Nel libro emerge anche una riflessione più ampia sulla società contemporanea e sulla globalizzazione, vista come un processo che spesso genera omologazione, inquinamento culturale e, in alcuni casi, vera e propria “spazzatura” sociale. Marongiu mette in guardia dall’illusione di superiorità, che non è altro che una manifestazione di inconsapevolezza e arroganza, come dimostrano dinamiche di potere che si riproducono anche in contesti apparentemente alternativi.
Per l’autrice, la scrittura ha da sempre una funzione catartica, esplorativa ed empatica: osservare se stessi e gli altri diventa un gesto d’amore che genera consapevolezza e alimenta speranza, ideali e volontà di costruire un mondo migliore. Fatica e dolore fanno parte della vita, ma possono e devono essere spesi per il bene comune.

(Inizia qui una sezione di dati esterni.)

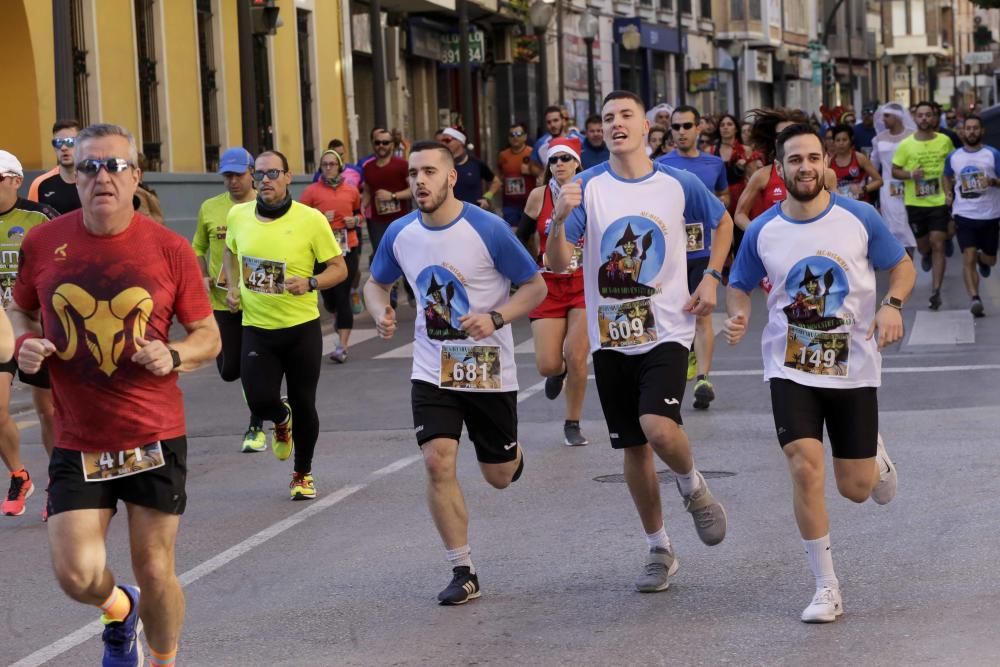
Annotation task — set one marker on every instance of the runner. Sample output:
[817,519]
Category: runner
[919,163]
[856,177]
[514,165]
[58,190]
[821,344]
[340,203]
[711,171]
[462,261]
[973,191]
[209,245]
[559,325]
[17,216]
[641,316]
[102,286]
[272,248]
[894,124]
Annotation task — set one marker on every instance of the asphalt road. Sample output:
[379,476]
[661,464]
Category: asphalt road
[350,578]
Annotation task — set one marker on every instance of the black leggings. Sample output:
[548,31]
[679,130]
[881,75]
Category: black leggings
[296,354]
[337,299]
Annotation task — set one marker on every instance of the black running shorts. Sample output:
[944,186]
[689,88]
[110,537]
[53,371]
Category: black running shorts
[490,417]
[850,415]
[629,386]
[161,489]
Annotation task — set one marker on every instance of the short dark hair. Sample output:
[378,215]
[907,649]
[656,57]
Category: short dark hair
[279,155]
[65,124]
[623,95]
[430,145]
[687,108]
[790,132]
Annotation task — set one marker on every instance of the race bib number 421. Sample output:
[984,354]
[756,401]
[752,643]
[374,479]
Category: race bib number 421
[102,466]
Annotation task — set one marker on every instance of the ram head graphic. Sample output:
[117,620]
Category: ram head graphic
[103,321]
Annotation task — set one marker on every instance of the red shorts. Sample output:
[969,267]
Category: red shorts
[565,294]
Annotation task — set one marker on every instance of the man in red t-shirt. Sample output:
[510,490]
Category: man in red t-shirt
[96,293]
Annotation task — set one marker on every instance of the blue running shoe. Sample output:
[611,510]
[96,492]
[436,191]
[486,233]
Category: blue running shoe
[122,647]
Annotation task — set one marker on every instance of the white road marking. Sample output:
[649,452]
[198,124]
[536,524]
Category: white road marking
[90,630]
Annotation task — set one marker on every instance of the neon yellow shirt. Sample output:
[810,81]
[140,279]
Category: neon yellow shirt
[269,252]
[210,242]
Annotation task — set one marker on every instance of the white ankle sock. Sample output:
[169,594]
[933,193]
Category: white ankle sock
[461,556]
[658,539]
[688,483]
[821,561]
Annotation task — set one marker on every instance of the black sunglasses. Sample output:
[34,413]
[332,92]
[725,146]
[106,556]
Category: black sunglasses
[113,165]
[272,174]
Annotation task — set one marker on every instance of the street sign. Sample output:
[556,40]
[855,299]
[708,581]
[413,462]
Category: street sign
[978,58]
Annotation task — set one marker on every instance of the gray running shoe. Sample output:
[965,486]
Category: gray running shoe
[709,516]
[660,564]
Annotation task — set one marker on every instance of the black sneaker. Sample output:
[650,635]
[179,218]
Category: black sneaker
[464,586]
[553,385]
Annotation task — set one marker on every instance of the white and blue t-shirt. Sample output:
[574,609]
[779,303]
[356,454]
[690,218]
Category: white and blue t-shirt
[710,170]
[975,198]
[824,297]
[465,267]
[635,254]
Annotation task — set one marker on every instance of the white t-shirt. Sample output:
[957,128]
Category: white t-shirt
[974,198]
[823,300]
[635,254]
[890,195]
[464,267]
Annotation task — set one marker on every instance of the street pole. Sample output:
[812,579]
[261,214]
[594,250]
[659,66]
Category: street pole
[465,71]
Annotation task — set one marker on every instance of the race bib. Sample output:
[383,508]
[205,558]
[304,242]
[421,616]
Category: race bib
[928,188]
[626,324]
[972,184]
[514,185]
[696,236]
[817,352]
[264,276]
[386,206]
[102,466]
[470,367]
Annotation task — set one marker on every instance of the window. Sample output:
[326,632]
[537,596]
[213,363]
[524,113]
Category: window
[209,91]
[149,106]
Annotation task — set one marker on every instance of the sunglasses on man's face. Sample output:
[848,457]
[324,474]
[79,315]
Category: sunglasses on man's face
[113,165]
[272,174]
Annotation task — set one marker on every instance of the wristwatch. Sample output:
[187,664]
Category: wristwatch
[892,302]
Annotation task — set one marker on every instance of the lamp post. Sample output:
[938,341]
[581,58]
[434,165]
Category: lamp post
[735,51]
[910,61]
[631,39]
[540,13]
[588,30]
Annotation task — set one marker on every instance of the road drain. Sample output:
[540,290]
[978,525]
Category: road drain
[666,477]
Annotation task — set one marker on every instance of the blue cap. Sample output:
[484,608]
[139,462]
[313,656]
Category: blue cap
[235,161]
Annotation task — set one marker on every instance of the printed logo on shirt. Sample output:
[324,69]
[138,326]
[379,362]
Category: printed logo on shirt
[632,249]
[443,299]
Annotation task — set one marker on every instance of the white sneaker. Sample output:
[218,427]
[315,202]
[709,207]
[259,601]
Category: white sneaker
[885,489]
[825,607]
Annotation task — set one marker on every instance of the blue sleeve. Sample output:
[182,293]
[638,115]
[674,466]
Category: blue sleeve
[884,251]
[385,269]
[509,255]
[748,269]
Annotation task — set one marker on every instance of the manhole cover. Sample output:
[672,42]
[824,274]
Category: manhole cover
[666,477]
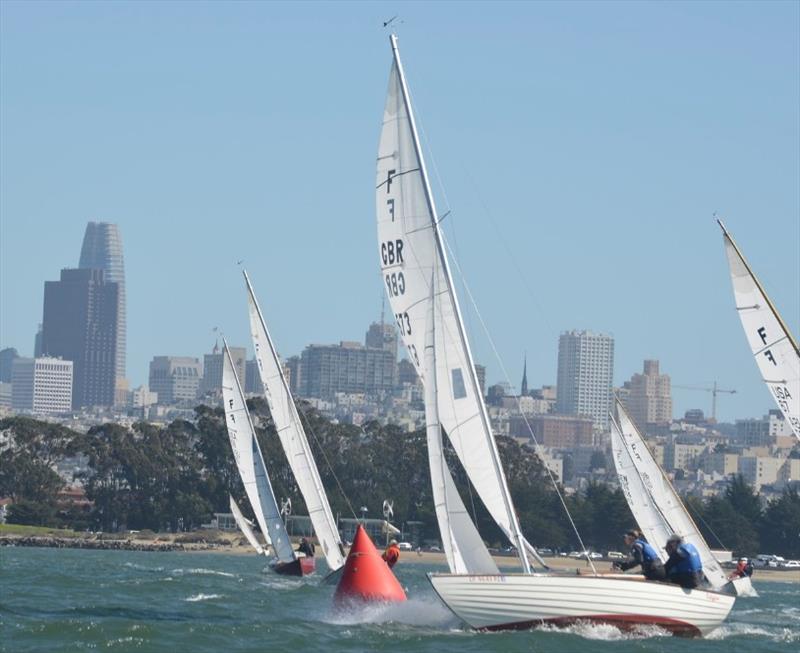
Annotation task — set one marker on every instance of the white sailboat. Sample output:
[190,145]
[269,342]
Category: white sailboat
[656,505]
[292,435]
[773,346]
[246,526]
[416,274]
[250,462]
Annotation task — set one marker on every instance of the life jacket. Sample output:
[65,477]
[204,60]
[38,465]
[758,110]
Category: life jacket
[689,559]
[649,554]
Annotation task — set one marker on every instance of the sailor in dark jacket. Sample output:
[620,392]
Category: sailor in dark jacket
[684,566]
[643,554]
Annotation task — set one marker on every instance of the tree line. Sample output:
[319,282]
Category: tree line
[176,476]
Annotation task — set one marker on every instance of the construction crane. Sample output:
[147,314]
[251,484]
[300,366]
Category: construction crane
[714,390]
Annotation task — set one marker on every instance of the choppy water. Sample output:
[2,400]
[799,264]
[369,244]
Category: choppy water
[74,600]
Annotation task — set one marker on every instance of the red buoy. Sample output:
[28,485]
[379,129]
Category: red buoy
[366,577]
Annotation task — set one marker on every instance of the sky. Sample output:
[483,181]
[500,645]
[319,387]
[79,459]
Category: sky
[582,149]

Il lavoro narrativo nasce da un processo di immedesimazione, studio e approfondimento: la realtà, osservata con attenzione e senso critico, offre un materiale umano inesauribile. “La gabbia di Pinuccia” è pubblicato dalla casa editrice Simul, con cui Giancarla Marongiu ha instaurato un rapporto sincero e collaborativo in tutte le fasi, dalla revisione del manoscritto alla stampa, fino alla promozione.

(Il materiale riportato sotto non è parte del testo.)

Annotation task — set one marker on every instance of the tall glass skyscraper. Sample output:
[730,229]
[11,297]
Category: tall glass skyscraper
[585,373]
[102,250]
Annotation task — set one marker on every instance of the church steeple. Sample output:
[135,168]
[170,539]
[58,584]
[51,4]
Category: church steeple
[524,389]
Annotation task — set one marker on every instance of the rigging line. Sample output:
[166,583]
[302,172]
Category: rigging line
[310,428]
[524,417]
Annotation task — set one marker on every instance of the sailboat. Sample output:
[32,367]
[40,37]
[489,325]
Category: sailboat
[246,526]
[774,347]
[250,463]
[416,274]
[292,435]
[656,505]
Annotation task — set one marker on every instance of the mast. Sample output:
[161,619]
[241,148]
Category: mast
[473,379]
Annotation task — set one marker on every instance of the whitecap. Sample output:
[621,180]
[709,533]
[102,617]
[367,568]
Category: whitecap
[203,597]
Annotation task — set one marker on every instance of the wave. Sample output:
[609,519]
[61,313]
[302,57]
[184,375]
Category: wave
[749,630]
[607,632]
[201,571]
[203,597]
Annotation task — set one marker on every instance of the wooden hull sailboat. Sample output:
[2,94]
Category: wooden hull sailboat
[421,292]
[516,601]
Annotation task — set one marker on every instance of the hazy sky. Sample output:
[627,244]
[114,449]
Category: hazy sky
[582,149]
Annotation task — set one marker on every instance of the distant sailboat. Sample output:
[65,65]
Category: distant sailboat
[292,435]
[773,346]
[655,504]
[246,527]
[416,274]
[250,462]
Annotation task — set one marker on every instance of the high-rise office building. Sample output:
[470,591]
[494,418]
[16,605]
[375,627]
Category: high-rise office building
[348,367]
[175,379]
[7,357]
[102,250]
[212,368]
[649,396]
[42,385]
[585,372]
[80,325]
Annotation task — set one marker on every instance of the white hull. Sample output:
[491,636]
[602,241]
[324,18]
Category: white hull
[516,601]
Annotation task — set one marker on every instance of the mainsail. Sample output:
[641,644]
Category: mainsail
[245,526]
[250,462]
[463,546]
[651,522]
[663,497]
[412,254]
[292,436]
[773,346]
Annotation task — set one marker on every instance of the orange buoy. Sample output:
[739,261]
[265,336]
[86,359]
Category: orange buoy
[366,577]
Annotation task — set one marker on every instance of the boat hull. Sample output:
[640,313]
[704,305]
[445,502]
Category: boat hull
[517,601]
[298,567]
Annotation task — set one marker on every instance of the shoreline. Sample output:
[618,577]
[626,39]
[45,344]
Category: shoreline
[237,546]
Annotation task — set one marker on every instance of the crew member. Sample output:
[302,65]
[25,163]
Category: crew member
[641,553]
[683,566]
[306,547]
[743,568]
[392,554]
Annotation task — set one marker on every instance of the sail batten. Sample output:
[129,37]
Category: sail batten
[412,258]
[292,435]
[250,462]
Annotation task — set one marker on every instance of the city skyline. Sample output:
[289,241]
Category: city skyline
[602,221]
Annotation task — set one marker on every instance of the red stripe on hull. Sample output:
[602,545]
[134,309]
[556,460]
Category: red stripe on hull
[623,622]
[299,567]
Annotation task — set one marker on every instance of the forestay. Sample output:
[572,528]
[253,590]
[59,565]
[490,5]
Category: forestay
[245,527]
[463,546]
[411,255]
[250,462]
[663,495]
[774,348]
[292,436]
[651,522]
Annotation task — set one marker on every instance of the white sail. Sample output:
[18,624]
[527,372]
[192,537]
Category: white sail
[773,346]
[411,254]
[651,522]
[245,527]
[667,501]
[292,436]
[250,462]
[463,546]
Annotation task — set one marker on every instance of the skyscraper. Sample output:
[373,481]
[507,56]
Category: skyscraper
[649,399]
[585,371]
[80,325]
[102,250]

Lo scrivere “al femminile” rappresenta infine una scelta culturale e civile: ribadire che la questione femminile riguarda tutti e che la parità non passa dall’omologazione, ma dal riconoscimento delle differenze, per non essere più sconosciuti, ma persone con pari diritti. E mentre questo romanzo arriva ai lettori, l’autrice guarda già avanti: sorprendentemente, sta lavorando a un giallo, a dimostrazione che è la scrittura a guidare chi scrive, aprendo continuamente nuovi orizzonti narrativi.